Rubb Building Systems
- Company type: Private
- Industry: Engineering
- Founded: 1968
- Headquarters: Nesttun, Norway (Rubb Hall A/S) Gateshead, England (Rubb Buildings Ltd.) Sanford, Maine, United States (Rubb, Inc.)
- Products: Fabric buildings and shelters
- Number of employees: 253
- Website: rubb.com

= Rubb =

Tension fabric building manufacturer

Rubb Building Systems is a privately owned manufacturer of tension fabric buildings and shelters, also known as Rubb halls. With origins in Norway, the company has locations in Rubbestadneset and Bergen, Norway, Sanford, Maine, and Gateshead, Tyne & Wear, United Kingdom.

Rubb provides structures as either buildings or shelters. Buildings are fully engineered and designed to multiple design standards and building codes, including AISC, AISI, ASTM, ASCE, AWS, and NFPA in the United States, and British Standards (BS). Shelters are designed to endure harsh weather, but the manufacturer makes no claims concerning load capability other than to provide destructive test results obtained from factory tests.

In the commercial aviation sector, Rubb has furnished aircraft hangars to major airline carriers including United Airlines and AirTran Airways. Rubb structures are currently located at Boston's Logan International Airport and Atlanta International Airport. The aircraft hangars are primarily used for aircraft line maintenance of Boeing 717 and Boeing 777 aircraft.

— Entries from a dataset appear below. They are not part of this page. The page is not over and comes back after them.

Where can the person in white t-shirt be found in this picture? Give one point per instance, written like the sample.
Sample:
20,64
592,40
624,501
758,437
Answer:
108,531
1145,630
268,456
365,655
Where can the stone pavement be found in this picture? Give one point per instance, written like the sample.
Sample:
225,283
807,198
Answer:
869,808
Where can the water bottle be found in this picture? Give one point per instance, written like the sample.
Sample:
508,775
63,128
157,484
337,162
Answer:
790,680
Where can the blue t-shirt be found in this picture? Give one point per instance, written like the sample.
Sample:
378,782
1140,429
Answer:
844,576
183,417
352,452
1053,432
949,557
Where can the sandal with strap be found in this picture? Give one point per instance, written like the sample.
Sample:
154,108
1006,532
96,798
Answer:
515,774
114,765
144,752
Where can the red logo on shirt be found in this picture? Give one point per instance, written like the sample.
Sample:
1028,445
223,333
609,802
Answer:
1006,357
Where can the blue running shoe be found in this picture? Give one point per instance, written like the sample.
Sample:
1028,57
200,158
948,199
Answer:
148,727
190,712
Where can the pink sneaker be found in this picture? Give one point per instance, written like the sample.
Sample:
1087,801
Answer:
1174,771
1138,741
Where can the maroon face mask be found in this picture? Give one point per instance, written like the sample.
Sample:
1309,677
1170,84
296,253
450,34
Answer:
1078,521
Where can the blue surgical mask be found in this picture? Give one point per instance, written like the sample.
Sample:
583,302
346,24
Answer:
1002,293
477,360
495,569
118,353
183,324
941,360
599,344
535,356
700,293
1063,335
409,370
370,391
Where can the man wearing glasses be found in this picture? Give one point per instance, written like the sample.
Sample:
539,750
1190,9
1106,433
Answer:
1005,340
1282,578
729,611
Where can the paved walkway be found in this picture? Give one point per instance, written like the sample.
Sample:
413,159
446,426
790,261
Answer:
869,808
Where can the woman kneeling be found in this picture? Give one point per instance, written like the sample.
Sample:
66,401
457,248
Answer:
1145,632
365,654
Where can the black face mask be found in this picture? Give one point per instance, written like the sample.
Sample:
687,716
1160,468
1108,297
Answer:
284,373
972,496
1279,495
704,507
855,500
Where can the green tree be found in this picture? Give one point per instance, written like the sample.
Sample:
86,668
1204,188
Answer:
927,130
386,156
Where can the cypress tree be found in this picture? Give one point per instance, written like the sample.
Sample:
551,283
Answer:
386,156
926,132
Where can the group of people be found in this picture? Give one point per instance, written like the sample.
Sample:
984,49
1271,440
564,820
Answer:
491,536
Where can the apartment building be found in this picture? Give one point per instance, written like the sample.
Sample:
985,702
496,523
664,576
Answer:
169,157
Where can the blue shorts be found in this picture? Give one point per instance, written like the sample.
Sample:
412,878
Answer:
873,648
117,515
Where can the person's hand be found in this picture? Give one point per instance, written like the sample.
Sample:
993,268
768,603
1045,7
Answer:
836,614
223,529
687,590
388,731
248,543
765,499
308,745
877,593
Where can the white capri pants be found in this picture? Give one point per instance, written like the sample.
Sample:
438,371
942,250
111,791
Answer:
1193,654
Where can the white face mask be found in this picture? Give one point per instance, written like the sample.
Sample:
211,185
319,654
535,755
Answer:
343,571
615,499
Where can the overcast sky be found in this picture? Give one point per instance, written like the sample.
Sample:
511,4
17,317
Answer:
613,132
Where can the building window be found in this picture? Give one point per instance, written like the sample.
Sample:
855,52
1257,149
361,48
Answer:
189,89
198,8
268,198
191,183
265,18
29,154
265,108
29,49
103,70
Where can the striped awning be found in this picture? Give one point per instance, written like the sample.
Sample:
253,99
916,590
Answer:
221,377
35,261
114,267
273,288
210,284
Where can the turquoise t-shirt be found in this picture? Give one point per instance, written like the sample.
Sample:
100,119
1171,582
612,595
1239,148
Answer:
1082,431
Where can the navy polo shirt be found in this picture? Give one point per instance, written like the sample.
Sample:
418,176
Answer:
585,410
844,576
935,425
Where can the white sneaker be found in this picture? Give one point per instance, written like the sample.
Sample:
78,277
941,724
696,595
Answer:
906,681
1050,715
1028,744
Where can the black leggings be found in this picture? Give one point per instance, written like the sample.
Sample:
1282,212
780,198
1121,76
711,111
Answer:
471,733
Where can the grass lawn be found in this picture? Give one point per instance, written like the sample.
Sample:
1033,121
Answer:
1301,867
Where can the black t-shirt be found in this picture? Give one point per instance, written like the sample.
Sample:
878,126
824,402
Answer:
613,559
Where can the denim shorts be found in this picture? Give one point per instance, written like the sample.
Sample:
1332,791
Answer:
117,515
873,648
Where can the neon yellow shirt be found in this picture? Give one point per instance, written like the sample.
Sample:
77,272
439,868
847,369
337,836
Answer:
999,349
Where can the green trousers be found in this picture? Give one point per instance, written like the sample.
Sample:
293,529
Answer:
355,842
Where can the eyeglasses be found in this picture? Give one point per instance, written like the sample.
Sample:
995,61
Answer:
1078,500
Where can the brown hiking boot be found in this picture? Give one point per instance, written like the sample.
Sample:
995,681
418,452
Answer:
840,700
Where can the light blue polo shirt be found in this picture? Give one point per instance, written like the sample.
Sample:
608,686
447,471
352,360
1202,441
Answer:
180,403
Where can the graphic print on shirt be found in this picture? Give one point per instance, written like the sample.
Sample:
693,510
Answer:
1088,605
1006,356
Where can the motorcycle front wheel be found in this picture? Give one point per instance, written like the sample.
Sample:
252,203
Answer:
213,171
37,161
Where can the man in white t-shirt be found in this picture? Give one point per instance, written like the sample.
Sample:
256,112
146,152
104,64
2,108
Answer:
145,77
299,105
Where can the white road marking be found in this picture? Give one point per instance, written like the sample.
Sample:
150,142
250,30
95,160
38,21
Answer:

Rubb sports buildings are predominantly found in the United Kingdom, including indoor football facilities for Newcastle United and West Bromwich Albion along with an indoor tennis court for the Chesterfield Lawn Tennis Club. In the United States, examples of sports buildings include the multipurpose Portland Sports Complex in Portland, Maine and the Challenge Unlimited equestrian facility in Andover, Massachusetts.